The United States is the most difficult to read. Shell tried to enter Alaska during 2011-14, but environmental pressure forced it to abandon its play in 2015. With Trump, the oil companies sense opportunity. BP started lobbying the Trump Administration in 2017 to reopen the Arctic. In May 2019, BP and Exxon-Mobil committed $20 million to develop LNG in Alaska.
Fleeting or enduring?
Arctic hydrocarbons were long thought a distant and final horizon due to the expense and environmental risk. The precipitous drop in offshore drilling costs in recent years, however, has rendered the former nugatory. Only climate activism can prevent it outside of the NSR. Which vision for Arctic hydrocarbons will prove fleeting and which one enduring?
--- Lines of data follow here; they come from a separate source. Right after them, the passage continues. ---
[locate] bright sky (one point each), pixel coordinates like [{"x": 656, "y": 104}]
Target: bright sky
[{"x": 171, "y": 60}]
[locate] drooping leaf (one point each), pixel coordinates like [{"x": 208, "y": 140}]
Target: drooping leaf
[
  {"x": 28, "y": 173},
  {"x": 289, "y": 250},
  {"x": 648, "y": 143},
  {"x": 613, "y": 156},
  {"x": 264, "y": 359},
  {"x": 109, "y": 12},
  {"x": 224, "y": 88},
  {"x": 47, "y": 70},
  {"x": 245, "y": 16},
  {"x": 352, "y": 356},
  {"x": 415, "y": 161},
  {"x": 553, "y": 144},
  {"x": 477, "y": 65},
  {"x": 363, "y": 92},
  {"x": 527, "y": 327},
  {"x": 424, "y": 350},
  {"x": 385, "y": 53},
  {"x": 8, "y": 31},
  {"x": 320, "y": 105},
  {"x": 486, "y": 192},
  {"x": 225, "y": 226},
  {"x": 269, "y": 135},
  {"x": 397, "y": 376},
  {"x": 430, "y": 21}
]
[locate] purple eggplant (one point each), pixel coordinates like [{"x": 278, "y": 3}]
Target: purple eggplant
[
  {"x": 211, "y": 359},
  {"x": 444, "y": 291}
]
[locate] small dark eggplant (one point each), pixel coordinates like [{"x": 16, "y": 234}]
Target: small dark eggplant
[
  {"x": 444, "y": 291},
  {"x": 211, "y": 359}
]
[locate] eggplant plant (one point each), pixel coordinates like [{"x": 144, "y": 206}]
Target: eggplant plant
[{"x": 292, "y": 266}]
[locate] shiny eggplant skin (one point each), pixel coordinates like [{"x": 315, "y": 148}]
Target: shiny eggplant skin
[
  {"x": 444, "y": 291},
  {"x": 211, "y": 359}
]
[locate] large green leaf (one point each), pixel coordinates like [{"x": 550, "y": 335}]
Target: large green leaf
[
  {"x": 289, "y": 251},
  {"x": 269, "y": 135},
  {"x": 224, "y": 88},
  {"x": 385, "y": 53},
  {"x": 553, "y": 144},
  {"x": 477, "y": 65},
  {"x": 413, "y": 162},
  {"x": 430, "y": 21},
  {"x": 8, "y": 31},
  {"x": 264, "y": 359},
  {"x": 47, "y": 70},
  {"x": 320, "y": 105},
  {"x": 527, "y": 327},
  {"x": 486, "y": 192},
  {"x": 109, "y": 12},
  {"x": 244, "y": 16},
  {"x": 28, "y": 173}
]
Russia and China’s vision is certainly opportunistic, brought on by U.S. dominance in hydrocarbons. China has the most to lose, as investments in the Arctic and in oil and gas more broadly will exacerbate its own problems by extending the hydrocarbon era. They are also a signal that China does not truly believe in its own strategies to develop renewable energies and other clean-energy technologies. Russia, meanwhile, is betting that the Chinese economy will continue to hum.
The Arctic reckoning is here earlier than expected. Pushing into the Arctic shows a level of industry desperation and should further invigorate the climate movement. Yet the climate movement cannot rest assured that even its current achievements in blocking Arctic hydrocarbons in Western countries will continue. The climate is going to get far worse before it can hope to get better.